Graffiti e scritte sui muri Viaggio nelle strade di Trento
Vandalismo o arte? Agli occhi dello spettatore comune il confine fra un’espressione di sé e uno sfregio quando si parla di graffiti e street art è molto sottile. Ma dal punto di vista di un writer, la differenza è sostanziale: «C’è una mancanza culturale anche da parte della popolazione comune - spiega un appassionato dell’arte delle bombolette che preferisce rimanere anonimo - tendenzialmente quando si vede qualcosa su un muro che va dalle lettere alle scritte complete a chi lascia slogan politici e chi lascia la propria firma, c’è una confusione di fondo. Tutte queste manifestazioni, spesso, al cittadino comune infastidiscono alla stessa maniera, per me che sono parte di questo mondo quando vedo una firma nuova vedo la base e l’inizio di qualcosa.
La firma, il tag, è uno studio calligrafico, è la base di un’espressione artistica in costruzione. Per quanto sia illegale per la superficie sulla quale ci si esprime, se lo scopo principale non è deturpare ma c’è una ricerca espressiva, è arte. Le scritte che hanno come scopo lanciare un messaggio politico o solo la voglia di sporcare, quelle sono un’altra cosa». A volte distinguere è obiettivamente difficile: i muri dei vicoli, i cestini dell’immondizia, i quadri elettrici, le serrande dei negozi, i vecchi portoni del centro di Trento sfoggiano tutti la loro babele di scritte, nere, colorate, a pennarello o bomboletta spray. Basta passeggiare infilandosi nei vicoletti, negli spazi riparati dove un writer riesce a rubare qualche minuto in più per comporre la sua creazione prima di essere scoperto per scovare un melting pot di scritte e colori, dalle più semplici alle più complesse.
Capire le intenzioni del writer e giudicare la capacità tecnica non è facile, ma l’arte dei graffiti che all’occhio esterno appare caotica ha le sue regole: «Le regole possono cambiare da città a città in alcuni particolari, ma i writer hanno un codice condiviso - spiegano - che viene trasmesso da writer a writer. Intanto se di arte parliamo allora vuol dire che anche l’altra arte va rispettata perciò ci sono luoghi che non vanno toccati: non si va a sovrapporre una scritta su un monumento, un palazzo di pregio, o una scultura. Poi la firma deve avere alle spalle una ricerca calligrafica di un certo impatto, va privilegiata al piacevolezza della lettura nella propria scritta».
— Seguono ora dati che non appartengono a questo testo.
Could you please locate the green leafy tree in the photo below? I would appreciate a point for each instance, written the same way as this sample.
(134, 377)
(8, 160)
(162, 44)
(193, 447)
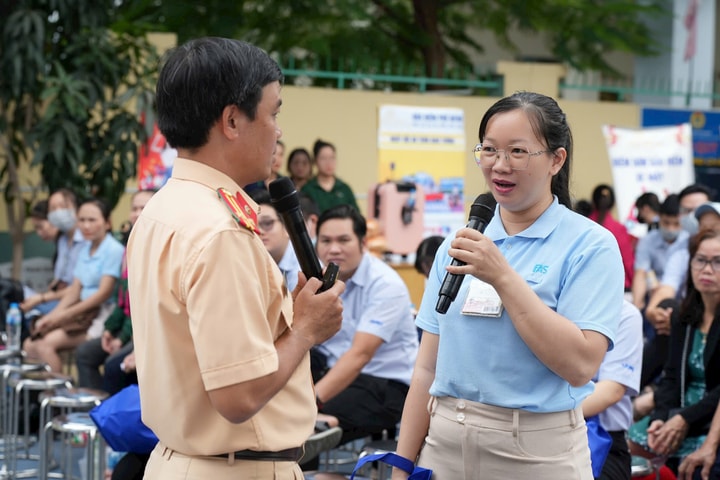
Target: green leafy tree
(67, 78)
(416, 37)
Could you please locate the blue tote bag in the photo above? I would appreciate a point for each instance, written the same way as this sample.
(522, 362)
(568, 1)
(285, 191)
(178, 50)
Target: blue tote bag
(600, 442)
(416, 473)
(119, 422)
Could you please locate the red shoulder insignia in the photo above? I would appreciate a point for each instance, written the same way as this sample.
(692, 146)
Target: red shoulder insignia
(240, 210)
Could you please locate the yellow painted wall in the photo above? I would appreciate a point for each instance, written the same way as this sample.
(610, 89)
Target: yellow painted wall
(348, 118)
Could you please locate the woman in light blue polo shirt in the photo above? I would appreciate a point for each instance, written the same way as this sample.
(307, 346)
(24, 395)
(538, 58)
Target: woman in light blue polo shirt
(500, 378)
(87, 301)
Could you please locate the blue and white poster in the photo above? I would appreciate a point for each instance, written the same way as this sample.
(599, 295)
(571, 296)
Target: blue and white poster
(705, 135)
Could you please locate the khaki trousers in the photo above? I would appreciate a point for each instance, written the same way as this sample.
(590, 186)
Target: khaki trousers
(473, 441)
(167, 464)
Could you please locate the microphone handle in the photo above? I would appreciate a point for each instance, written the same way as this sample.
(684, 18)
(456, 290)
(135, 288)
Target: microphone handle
(451, 283)
(305, 251)
(302, 244)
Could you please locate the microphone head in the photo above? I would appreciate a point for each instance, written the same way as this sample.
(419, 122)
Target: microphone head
(283, 195)
(483, 207)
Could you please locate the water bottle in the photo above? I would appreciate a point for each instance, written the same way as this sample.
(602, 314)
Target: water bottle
(13, 327)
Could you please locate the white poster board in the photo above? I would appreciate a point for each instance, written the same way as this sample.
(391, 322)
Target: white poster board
(658, 160)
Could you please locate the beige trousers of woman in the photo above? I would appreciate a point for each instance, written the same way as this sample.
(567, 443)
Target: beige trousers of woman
(473, 441)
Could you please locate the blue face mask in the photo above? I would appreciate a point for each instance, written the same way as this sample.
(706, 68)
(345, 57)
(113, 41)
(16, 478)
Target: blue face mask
(689, 223)
(64, 219)
(669, 235)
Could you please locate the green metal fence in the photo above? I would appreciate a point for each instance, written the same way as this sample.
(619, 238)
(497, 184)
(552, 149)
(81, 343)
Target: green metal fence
(394, 77)
(628, 90)
(482, 81)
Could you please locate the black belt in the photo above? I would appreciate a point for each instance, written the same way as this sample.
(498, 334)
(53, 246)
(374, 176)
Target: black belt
(287, 455)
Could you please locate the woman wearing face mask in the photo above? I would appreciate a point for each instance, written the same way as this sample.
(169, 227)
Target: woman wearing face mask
(689, 389)
(654, 249)
(326, 189)
(62, 205)
(85, 304)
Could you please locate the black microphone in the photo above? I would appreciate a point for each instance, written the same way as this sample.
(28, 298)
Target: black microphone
(481, 212)
(284, 199)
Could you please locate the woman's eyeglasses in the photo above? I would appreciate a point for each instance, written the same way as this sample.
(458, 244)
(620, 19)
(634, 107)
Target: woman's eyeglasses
(517, 157)
(699, 263)
(267, 224)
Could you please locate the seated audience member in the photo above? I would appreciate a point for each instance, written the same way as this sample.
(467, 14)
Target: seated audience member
(648, 210)
(689, 389)
(276, 239)
(369, 362)
(85, 304)
(62, 215)
(310, 214)
(425, 254)
(603, 201)
(326, 189)
(654, 249)
(43, 228)
(617, 381)
(278, 157)
(583, 207)
(47, 232)
(300, 167)
(704, 463)
(116, 339)
(668, 295)
(274, 170)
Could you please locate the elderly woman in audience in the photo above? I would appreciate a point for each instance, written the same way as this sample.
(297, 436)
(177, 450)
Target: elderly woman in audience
(85, 304)
(689, 390)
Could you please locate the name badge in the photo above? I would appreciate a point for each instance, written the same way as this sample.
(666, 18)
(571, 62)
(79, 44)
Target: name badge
(482, 300)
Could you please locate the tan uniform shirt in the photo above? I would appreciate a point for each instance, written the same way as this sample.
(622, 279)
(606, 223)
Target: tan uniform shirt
(208, 303)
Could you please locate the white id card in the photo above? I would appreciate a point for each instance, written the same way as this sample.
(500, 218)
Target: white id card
(482, 300)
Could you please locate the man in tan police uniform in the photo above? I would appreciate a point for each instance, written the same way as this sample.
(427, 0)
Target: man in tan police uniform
(222, 358)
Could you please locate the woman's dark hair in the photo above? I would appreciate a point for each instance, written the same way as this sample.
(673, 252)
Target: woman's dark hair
(39, 210)
(671, 205)
(549, 123)
(200, 78)
(650, 199)
(583, 207)
(68, 195)
(603, 199)
(105, 209)
(319, 145)
(342, 212)
(692, 308)
(425, 253)
(298, 151)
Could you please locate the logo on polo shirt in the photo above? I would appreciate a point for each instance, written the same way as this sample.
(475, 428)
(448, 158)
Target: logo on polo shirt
(540, 268)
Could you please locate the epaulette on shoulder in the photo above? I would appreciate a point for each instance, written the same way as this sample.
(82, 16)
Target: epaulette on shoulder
(240, 210)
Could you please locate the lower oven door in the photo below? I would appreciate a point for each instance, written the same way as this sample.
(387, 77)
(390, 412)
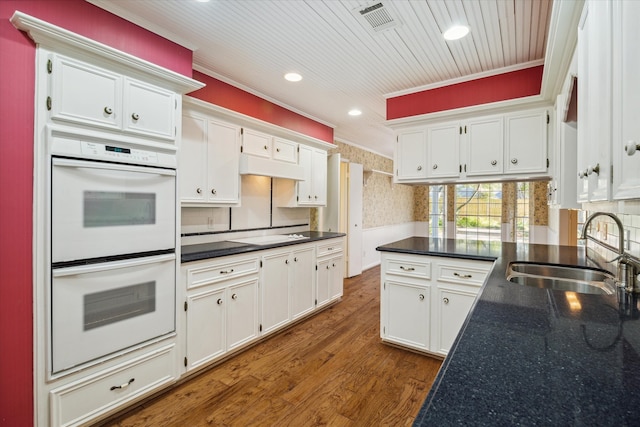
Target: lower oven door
(101, 209)
(100, 309)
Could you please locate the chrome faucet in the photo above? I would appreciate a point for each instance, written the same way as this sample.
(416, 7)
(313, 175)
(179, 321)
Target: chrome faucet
(628, 267)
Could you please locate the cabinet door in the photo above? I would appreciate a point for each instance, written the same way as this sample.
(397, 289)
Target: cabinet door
(193, 159)
(302, 282)
(319, 177)
(242, 313)
(526, 142)
(223, 163)
(406, 310)
(626, 104)
(149, 110)
(443, 151)
(453, 308)
(336, 278)
(286, 151)
(205, 327)
(305, 188)
(275, 291)
(256, 143)
(85, 94)
(484, 140)
(323, 280)
(411, 155)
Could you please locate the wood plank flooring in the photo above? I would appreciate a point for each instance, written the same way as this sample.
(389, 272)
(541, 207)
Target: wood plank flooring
(329, 370)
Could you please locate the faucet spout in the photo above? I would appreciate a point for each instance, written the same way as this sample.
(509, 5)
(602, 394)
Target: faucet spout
(585, 228)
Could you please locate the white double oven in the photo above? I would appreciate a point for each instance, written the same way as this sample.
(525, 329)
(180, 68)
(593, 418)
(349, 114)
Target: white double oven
(113, 246)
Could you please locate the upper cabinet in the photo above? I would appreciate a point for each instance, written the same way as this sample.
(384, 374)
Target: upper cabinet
(209, 160)
(626, 104)
(489, 147)
(86, 94)
(595, 102)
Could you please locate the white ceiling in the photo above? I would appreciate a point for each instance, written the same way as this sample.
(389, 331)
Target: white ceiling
(345, 63)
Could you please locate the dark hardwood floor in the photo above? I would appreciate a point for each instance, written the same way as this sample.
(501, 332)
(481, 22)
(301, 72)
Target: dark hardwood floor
(330, 369)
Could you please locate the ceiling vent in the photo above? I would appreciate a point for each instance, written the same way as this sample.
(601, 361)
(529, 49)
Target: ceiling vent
(378, 17)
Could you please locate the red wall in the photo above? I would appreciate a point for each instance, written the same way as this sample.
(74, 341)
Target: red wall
(17, 78)
(516, 84)
(232, 98)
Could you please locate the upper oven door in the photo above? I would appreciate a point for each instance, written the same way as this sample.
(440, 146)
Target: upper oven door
(103, 209)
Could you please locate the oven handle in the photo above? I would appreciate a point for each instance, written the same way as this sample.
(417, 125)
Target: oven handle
(94, 268)
(111, 166)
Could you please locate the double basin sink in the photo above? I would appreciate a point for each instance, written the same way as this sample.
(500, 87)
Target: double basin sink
(582, 280)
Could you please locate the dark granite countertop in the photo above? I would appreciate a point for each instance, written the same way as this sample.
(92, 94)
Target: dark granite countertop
(528, 356)
(202, 251)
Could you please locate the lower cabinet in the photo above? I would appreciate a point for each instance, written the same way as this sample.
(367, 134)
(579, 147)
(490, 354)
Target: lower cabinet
(91, 397)
(425, 300)
(234, 300)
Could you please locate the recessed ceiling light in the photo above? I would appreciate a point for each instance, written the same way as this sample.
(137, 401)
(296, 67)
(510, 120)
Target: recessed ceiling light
(456, 32)
(293, 77)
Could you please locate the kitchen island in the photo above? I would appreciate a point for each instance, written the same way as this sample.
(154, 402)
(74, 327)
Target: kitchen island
(531, 356)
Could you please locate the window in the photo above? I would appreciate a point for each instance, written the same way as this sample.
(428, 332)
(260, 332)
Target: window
(478, 211)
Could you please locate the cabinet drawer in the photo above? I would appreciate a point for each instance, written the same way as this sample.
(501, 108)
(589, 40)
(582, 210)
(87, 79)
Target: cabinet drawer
(330, 248)
(463, 273)
(284, 150)
(222, 270)
(84, 400)
(408, 266)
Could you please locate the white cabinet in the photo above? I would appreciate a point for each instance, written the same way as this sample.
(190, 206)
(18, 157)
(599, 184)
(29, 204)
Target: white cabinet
(443, 151)
(82, 402)
(85, 94)
(595, 103)
(484, 143)
(310, 192)
(626, 104)
(526, 137)
(288, 285)
(487, 147)
(330, 273)
(425, 300)
(209, 161)
(221, 307)
(410, 155)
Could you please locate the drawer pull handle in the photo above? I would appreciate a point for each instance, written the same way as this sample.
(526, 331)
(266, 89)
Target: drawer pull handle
(462, 276)
(122, 386)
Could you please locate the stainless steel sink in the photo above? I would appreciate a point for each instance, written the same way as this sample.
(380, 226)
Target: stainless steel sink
(583, 280)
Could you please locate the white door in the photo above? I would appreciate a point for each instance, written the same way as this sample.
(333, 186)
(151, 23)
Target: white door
(354, 233)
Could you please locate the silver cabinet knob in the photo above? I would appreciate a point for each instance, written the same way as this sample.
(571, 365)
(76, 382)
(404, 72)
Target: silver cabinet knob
(631, 147)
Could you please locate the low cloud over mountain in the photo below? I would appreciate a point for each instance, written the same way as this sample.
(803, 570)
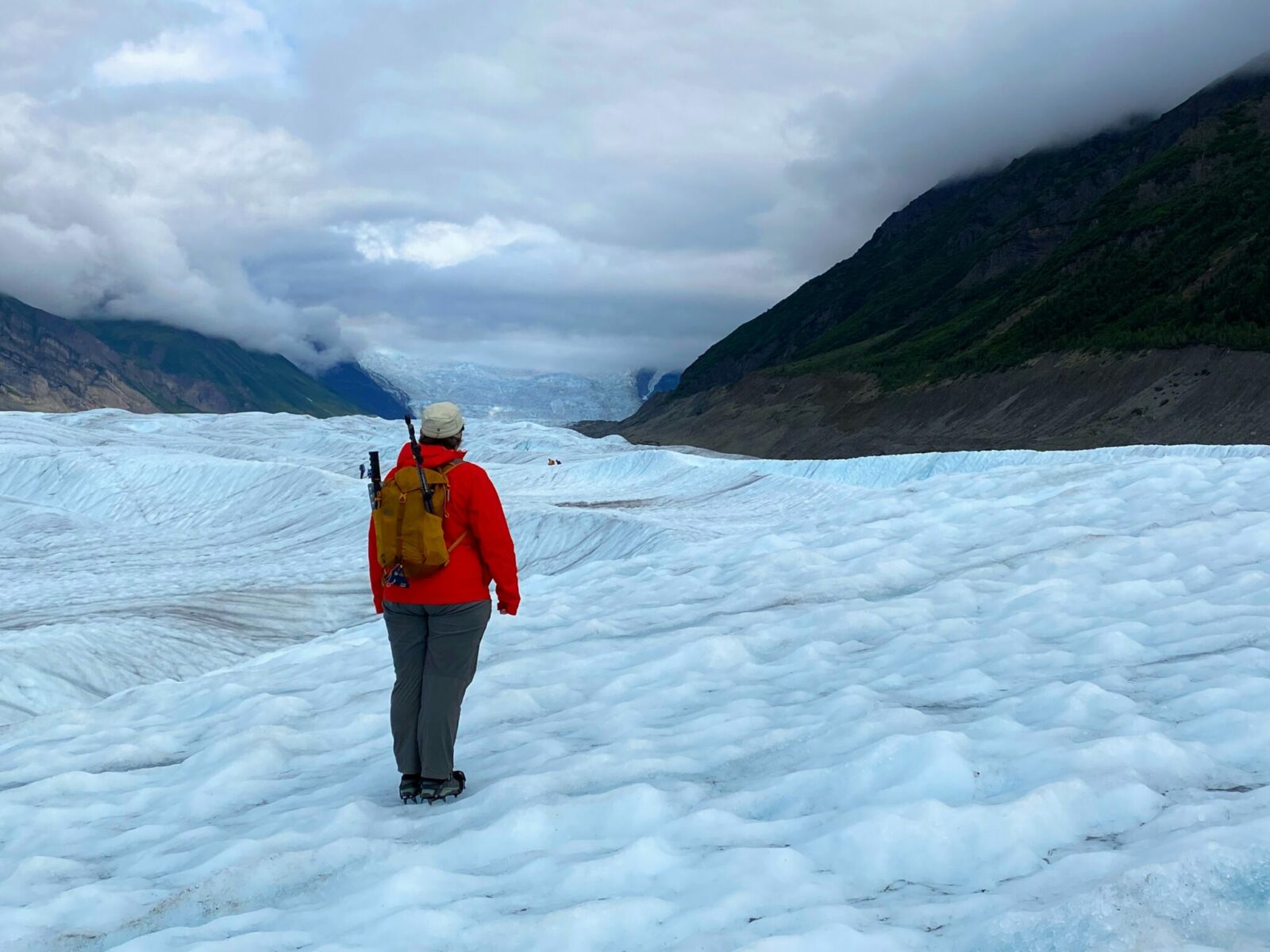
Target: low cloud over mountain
(583, 186)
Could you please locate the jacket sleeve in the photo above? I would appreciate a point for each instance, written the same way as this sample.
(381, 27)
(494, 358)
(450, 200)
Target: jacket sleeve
(372, 552)
(488, 524)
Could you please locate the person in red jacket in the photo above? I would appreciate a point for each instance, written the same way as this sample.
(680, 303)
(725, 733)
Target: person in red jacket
(436, 622)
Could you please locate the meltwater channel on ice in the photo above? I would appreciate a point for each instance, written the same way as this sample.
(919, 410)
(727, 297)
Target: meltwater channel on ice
(969, 702)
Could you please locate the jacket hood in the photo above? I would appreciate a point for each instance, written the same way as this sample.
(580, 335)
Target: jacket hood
(432, 456)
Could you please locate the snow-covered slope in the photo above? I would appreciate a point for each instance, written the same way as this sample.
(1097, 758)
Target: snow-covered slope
(977, 702)
(508, 395)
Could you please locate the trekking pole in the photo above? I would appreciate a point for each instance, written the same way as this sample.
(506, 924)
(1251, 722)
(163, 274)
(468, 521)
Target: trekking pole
(376, 482)
(418, 465)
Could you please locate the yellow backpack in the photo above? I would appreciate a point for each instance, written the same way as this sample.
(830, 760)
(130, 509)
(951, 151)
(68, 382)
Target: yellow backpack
(410, 524)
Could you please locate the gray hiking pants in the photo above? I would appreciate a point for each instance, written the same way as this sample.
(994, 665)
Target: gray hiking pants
(435, 655)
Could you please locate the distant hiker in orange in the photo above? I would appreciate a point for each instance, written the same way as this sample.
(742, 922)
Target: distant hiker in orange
(433, 555)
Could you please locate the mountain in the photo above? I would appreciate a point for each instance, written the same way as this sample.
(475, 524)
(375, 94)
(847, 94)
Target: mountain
(352, 382)
(54, 365)
(50, 363)
(1113, 291)
(649, 382)
(495, 393)
(216, 374)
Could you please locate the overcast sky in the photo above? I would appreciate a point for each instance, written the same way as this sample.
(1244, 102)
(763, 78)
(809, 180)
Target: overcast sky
(548, 184)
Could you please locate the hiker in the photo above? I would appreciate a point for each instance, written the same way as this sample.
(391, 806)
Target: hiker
(436, 621)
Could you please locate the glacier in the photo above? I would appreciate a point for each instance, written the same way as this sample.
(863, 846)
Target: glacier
(987, 702)
(495, 393)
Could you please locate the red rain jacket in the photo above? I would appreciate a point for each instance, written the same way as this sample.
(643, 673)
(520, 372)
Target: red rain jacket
(486, 555)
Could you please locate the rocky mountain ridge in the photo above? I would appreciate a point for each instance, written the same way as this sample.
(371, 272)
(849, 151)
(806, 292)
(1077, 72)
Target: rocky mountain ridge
(1141, 251)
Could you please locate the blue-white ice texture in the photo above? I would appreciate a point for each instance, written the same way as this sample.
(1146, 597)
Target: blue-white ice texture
(976, 702)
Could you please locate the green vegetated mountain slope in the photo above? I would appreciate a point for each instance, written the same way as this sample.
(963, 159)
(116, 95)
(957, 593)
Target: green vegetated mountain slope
(216, 374)
(1153, 238)
(54, 365)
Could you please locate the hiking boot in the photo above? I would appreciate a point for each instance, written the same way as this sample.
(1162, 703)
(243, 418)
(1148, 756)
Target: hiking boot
(412, 785)
(433, 791)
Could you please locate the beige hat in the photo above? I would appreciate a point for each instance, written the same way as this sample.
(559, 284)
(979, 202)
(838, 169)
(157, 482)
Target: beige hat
(441, 420)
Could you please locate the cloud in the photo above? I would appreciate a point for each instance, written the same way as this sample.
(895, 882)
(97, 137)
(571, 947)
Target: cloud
(442, 244)
(150, 217)
(239, 44)
(601, 182)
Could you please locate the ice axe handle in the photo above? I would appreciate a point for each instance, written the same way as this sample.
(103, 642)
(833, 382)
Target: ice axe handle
(376, 482)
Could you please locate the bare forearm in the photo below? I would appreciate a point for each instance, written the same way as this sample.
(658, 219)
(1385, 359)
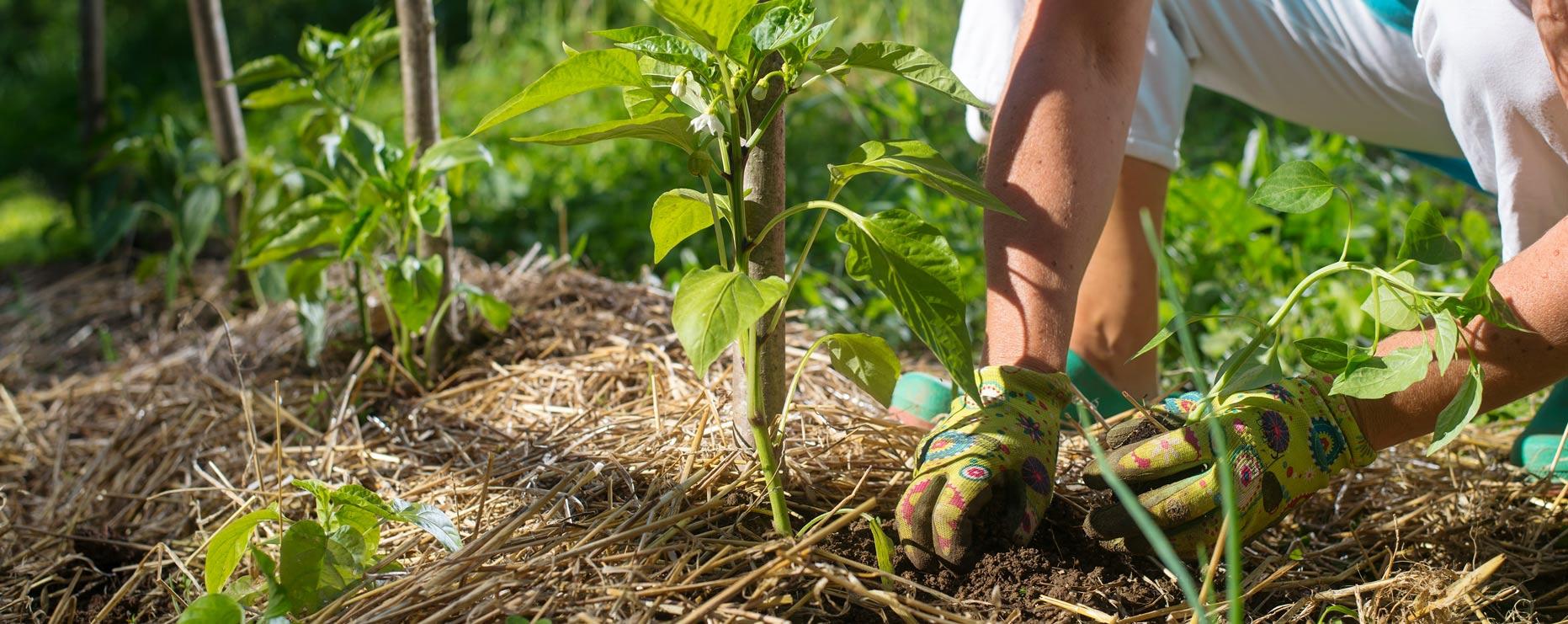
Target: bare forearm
(1551, 22)
(1513, 364)
(1055, 151)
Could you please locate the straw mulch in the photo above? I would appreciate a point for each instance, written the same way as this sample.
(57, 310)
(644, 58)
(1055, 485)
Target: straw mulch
(595, 477)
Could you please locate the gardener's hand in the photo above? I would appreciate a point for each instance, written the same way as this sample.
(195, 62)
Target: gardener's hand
(1284, 442)
(995, 463)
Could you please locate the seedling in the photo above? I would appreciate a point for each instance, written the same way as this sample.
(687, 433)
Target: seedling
(370, 203)
(1396, 305)
(312, 562)
(690, 91)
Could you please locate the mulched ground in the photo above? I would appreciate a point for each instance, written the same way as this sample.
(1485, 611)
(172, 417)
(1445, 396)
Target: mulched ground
(595, 477)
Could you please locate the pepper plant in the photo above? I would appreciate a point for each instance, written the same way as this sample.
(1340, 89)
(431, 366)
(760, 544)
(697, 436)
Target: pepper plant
(311, 562)
(372, 201)
(1396, 303)
(695, 90)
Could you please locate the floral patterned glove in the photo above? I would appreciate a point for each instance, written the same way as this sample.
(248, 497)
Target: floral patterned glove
(991, 460)
(1284, 442)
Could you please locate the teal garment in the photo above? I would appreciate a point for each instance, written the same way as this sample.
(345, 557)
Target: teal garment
(1537, 444)
(1396, 13)
(922, 398)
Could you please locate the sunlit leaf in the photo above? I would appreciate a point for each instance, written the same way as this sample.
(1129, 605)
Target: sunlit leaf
(678, 215)
(300, 563)
(265, 69)
(917, 162)
(912, 264)
(1459, 413)
(450, 152)
(663, 127)
(902, 60)
(228, 546)
(710, 22)
(864, 360)
(715, 306)
(1391, 306)
(1295, 187)
(432, 520)
(279, 94)
(1444, 338)
(212, 609)
(576, 74)
(1379, 376)
(1426, 238)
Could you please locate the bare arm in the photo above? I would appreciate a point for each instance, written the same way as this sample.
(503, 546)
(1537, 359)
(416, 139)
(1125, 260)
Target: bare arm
(1513, 364)
(1551, 21)
(1055, 152)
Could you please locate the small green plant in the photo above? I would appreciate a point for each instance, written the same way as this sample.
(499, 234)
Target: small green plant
(370, 203)
(699, 91)
(183, 185)
(1396, 305)
(311, 562)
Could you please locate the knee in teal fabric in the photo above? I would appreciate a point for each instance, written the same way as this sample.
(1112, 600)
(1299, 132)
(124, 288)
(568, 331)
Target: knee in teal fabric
(1537, 444)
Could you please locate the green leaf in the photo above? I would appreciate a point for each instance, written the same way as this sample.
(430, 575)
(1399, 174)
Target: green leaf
(279, 94)
(452, 152)
(1379, 376)
(1327, 355)
(710, 22)
(198, 212)
(212, 609)
(494, 311)
(1426, 238)
(300, 563)
(663, 127)
(1395, 307)
(1444, 339)
(1459, 413)
(912, 264)
(917, 162)
(265, 69)
(576, 74)
(885, 546)
(1250, 375)
(670, 49)
(864, 360)
(628, 35)
(902, 60)
(1484, 300)
(779, 27)
(678, 215)
(432, 520)
(715, 306)
(414, 289)
(228, 546)
(312, 323)
(1295, 187)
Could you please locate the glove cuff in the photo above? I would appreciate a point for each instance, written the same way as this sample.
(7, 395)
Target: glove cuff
(1338, 409)
(1050, 391)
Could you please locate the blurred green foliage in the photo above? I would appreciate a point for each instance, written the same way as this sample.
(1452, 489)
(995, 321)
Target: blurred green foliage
(595, 201)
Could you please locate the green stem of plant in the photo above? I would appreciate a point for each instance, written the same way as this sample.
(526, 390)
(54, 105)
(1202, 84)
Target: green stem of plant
(763, 436)
(719, 225)
(364, 311)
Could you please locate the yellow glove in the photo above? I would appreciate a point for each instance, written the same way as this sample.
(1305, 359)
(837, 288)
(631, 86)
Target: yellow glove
(1284, 442)
(999, 452)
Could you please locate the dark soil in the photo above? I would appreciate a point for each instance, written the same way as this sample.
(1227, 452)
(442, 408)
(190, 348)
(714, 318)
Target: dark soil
(1060, 562)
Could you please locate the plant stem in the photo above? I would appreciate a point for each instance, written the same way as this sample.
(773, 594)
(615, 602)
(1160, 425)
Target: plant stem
(364, 311)
(763, 436)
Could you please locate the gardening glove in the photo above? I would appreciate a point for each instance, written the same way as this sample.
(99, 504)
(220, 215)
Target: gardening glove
(984, 463)
(1284, 442)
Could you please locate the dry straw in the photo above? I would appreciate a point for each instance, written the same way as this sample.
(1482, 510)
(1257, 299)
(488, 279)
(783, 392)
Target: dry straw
(595, 478)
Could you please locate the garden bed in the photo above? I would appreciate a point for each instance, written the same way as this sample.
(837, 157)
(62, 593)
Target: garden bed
(593, 476)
La propria firma è un “tag” in gergo e sui muri di Trento ci sono tag vecchi di un ventennio: «La percezione è che i writers siano aumentati, ma su tantissimi muri io vedo una sovrapposizione di scritte e quelle più vecchie sono degli anni Duemila. Il fenomeno è forse più in superficie grazie anche ad alcune forme di legalizzazione, ovvero degli spazi liberi dove si permette ai ragazzi di scrivere, che aiutano i giovani più motivati ad intraprendere un percorso artistico, ma l’anonimato rimane un elemento molto forte di quest’arte quindi quantificare quanti siano i writer trentini è molto difficile. La qualità sta aumentando, nonostante Trento sia una città molto controllata e quindi i tempi per creare qualcosa siano sempre molto limitati. È chiaro che in città come Milano dove si può accedere a spazi tranquilli fin dal pomeriggio si riesce a produrre qualcosa di artisticamente più rilevante».